Burundi : des organisations de la Société civile dénoncent les cas de violation des droits de l’Homme

Évariste Ndayishimiye; président du Burundi

Près de deux mois après l’investiture du Président burundais, Évariste Ndahishimiye, l’espoir du changement semble perdu. Désormais, des voix se lèvent pour dénoncer les cas de violation des droits de l’Homme, demandant également l’implication de l’Organisation des Nations Unies.

La situation s’aggrave au Burundi. 80 personnes tuées, tel est le bilan dressé par 40 organisations de la Société civile de ce pays, près de deux mois après l’investiture du Président Evariste Ndahishimiye au pouvoir.
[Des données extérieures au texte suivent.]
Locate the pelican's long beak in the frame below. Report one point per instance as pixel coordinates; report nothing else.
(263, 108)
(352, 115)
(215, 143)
Dans une lettre adressée au Conseil des droits de l’Homme de l’Organisation des Nations Unies, ces organisation plaident pour l’implication de cette institution, par le renouvellement du mandant des enquêteurs de l’ONU au Burundi.

Ces organisations de la Société civile accusent le régime en place, par le biais des forces de sécurité, de meurtre, d’arrestation et détention arbitraire des prisonniers d’opinions, dont les journalistes et des opposants. Selon elles, le renouvellement du mandat de ces enquêteurs au Burundi permettra d’établir les responsabilités dans les cas de violation des droits de l’Homme dans ce pays.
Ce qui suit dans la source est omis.